Un viaje ultraortodoxo
De interés general

Un viaje ultraortodoxo

 

 

07/07/2014 Fuente elpais. Eduardo Halfon regresa con 'Monasterio' a la búsqueda febril de la identidad

 

Eduardo Halfon, descendiente de judíos libaneses y polacos, es escritor guatemalteco. Guatemalteco porque sus antepasados, que huían en barco dejando atrás una Europa hostil, desembarcaron en Guatemala por error creyendo que era Panamá, adonde se dirigían por tener allí un pariente judío. Y es escritor, entre otros muchos motivos, porque su abuelo tenía tatuados en el brazo unos números, y él de niño creía que eran los de un teléfono y no el código del horror nazi.
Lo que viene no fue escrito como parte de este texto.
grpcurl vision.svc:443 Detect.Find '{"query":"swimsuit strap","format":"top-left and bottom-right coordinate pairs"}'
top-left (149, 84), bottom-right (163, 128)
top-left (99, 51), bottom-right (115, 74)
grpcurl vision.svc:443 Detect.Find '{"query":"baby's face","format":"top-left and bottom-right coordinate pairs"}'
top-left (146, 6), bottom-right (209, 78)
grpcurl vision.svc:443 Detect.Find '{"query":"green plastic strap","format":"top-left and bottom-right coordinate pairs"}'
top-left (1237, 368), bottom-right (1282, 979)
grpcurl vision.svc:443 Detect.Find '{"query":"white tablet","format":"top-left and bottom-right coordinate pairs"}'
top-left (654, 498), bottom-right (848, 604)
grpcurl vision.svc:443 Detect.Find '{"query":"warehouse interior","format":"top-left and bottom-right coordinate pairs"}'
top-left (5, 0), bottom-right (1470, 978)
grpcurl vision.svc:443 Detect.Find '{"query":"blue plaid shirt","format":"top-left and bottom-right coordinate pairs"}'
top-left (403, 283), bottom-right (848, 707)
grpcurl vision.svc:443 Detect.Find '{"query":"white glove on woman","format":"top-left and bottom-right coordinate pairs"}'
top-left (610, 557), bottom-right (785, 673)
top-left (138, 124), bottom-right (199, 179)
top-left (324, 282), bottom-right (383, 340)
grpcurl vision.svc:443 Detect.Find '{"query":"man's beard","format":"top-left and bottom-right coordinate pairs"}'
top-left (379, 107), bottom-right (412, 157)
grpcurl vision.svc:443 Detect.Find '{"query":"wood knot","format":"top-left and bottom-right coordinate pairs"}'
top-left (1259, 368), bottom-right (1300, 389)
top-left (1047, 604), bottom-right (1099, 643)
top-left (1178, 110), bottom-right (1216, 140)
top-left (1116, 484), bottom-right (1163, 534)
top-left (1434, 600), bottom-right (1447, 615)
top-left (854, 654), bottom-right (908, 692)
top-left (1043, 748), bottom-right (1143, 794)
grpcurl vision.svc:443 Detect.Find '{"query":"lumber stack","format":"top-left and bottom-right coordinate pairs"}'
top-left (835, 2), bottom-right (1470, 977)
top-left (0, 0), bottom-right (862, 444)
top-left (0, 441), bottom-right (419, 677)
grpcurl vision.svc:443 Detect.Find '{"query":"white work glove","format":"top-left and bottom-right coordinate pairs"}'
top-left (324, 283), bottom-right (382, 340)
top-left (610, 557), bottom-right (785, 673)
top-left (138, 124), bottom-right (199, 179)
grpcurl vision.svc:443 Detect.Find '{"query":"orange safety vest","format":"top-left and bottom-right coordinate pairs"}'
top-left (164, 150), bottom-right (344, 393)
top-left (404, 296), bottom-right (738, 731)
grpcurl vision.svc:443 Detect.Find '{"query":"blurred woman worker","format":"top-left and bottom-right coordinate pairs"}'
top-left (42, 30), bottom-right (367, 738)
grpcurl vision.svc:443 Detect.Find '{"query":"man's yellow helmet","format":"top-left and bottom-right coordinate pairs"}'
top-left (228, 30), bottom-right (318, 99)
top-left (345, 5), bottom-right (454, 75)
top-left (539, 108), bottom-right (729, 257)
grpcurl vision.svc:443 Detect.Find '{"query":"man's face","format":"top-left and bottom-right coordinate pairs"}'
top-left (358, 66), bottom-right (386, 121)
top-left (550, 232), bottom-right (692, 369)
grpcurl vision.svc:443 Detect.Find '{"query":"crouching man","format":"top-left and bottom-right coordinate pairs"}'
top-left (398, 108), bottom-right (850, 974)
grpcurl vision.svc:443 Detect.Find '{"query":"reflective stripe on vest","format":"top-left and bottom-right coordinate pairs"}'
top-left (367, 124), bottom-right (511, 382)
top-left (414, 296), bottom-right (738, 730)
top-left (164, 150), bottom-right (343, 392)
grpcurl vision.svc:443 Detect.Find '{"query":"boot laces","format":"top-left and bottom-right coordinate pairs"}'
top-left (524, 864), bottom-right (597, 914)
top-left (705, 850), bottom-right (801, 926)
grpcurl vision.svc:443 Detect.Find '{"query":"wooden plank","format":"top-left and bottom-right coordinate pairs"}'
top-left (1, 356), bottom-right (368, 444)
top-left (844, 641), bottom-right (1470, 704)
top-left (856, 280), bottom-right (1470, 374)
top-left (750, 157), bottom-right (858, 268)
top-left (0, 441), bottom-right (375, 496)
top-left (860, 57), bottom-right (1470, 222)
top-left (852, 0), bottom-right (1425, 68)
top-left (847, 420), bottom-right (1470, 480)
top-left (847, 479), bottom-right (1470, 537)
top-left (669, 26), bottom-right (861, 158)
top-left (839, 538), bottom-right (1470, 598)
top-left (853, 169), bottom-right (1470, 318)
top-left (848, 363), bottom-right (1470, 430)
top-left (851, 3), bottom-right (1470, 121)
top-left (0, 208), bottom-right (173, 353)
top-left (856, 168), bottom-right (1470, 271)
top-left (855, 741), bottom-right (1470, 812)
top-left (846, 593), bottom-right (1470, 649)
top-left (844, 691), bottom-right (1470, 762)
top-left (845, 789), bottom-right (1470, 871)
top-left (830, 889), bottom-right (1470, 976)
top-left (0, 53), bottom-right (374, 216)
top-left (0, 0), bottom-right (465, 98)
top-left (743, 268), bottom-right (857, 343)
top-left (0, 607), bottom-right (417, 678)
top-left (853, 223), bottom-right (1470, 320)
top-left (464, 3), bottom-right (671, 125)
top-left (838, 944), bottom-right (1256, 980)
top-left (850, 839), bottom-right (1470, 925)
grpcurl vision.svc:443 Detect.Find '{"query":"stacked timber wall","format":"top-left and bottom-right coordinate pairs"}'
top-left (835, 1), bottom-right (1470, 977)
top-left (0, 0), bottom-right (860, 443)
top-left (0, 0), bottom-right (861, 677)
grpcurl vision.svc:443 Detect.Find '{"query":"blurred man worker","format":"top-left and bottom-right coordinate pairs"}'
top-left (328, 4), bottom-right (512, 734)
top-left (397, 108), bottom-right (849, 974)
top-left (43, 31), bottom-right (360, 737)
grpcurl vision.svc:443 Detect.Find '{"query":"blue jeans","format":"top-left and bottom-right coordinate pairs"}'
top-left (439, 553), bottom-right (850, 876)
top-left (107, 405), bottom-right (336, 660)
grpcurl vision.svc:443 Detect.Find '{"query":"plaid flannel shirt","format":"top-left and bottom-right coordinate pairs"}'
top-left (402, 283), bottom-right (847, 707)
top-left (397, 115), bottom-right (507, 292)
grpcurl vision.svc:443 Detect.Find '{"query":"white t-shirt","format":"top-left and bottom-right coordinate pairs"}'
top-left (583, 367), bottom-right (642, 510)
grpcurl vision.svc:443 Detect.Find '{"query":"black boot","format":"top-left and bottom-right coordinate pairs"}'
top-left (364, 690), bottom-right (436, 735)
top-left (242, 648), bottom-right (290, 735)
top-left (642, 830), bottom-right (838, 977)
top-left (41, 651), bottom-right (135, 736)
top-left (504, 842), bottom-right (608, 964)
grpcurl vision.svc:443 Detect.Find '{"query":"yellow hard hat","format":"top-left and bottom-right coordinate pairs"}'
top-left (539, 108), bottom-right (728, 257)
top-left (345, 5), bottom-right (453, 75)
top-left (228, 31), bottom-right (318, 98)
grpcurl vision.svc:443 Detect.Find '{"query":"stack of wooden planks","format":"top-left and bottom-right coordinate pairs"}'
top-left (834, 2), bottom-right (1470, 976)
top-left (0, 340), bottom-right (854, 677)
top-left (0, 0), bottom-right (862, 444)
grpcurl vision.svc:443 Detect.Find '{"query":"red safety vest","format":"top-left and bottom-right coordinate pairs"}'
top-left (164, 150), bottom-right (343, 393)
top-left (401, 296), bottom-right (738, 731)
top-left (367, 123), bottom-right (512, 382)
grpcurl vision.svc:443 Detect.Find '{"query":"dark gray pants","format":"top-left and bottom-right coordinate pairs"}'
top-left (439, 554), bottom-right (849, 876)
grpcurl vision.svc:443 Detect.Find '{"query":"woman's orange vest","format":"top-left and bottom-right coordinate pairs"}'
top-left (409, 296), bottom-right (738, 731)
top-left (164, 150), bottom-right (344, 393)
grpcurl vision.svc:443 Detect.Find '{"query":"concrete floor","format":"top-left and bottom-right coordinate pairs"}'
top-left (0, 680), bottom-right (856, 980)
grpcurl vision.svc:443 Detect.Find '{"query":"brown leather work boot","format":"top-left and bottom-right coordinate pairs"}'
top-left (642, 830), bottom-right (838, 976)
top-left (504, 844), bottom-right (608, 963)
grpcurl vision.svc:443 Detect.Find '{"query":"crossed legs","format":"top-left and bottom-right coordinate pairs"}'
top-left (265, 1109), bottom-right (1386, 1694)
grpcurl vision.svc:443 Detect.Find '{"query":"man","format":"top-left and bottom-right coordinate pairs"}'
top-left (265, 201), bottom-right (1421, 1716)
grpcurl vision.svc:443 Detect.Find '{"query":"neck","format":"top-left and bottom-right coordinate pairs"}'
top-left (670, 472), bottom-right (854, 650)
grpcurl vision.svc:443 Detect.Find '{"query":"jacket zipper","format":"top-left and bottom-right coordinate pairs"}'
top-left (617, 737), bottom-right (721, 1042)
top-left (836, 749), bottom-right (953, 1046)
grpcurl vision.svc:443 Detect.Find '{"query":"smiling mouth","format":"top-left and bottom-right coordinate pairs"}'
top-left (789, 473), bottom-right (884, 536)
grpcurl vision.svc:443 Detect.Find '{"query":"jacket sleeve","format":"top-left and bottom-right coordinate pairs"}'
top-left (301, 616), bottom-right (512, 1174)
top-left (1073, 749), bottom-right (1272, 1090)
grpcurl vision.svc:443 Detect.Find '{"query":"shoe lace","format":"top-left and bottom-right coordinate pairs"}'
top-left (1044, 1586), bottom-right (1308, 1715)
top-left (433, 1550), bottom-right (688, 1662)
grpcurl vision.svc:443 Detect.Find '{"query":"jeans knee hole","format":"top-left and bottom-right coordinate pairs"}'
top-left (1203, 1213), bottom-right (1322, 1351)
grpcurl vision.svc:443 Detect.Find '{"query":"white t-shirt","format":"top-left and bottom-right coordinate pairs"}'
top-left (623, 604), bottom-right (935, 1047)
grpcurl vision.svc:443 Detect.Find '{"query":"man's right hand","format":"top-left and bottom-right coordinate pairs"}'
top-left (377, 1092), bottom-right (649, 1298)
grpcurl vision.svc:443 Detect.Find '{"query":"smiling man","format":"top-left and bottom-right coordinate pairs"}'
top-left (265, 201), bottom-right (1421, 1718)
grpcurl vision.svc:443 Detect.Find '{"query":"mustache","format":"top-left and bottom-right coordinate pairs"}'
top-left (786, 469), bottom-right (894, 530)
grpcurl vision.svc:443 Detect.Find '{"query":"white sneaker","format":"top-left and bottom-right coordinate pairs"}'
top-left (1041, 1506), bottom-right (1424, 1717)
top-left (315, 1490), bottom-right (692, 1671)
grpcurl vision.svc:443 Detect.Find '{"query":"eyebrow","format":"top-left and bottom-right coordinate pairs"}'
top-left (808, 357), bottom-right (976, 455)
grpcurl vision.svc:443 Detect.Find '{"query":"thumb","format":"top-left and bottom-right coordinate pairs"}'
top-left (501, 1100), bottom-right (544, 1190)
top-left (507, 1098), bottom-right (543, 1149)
Y así, EH, escritor, judío, a veces, como dice el EH, protagonista de algunos de sus relatos, como en esta novela corta, donde todo está caligrafiado aprovechando la sustancia y desdeñando todo lo superfluo, vuelve, ahora, en Monasterio a uno de sus temas más recurrentes, al viaje como huida del pasado (una forma de regresar, acaso), como búsqueda febril de una identidad, de un pretender encontrar acomodo en un mundo hostil, que lo es para todos, pero especialmente para muchos de esa galería de retratos, un tanto espectrales.

 

Quien conozca algunos de sus títulos anteriores, como esa espléndida colección de relatos, El boxeador polaco (aquel que le salvó la vida a su abuelo), o esa perfecta novela también más o menos corta, La pirueta (ambas en Pre-Textos), que tiene mucho que ver con la confusión de identidades balcánicas, con la necesidad de encontrarse viajando, con la música como hilo conductor, reguero de migas de pan que te permite no extraviarte del todo; quien conozca estos libros de Halfon no se sorprenderá desde luego de encontrarse en Monasterio no solo con la metáfora del viaje —siempre el viaje, de dos hermanos guatemaltecos, uno de ellos EH, a Israel, al más profundo e intolerante, para asistir a la boda ultraortodoxa de su hermana que va a casarse con un neoyorquino ultraortodoxo—, sino también con algunos guiños a textos suyos anteriores, el abuelo, siempre —emotiva y divertida escena en el velatorio con un rabino pelma—, el boxeador polaco y, sobre todo, esa bellísima azafata (ahora, exsoldado entonces) que se encuentra en el aeropuerto de Tel Aviv y que es la misma bellísima mujer que conoció, en un relato anterior, de hace unos años, en un bar escocés (que no lo era) de la Antigua Guatemala, relato aquel que prácticamente incluye a modo de capítulo en esta novela, pues para ese judío, a veces que puede que sea el EH real, siendo como lo es el EH de la novela, frente a la asfixia de ese judaísmo ultraortodoxo, la presencia de la hermosa azafata y ese viaje improvisado —el viaje, siempre— a las orillas del mar Muerto tiene una carga erótica que aligera muchas presiones ultras. El contraste está muy logrado, como todo en esta novela que, acaso, frente a sus libros anteriores, puede que ande algo lastrada por cierta ligereza. Pero lo esencial, sus calidades literarias están ahí.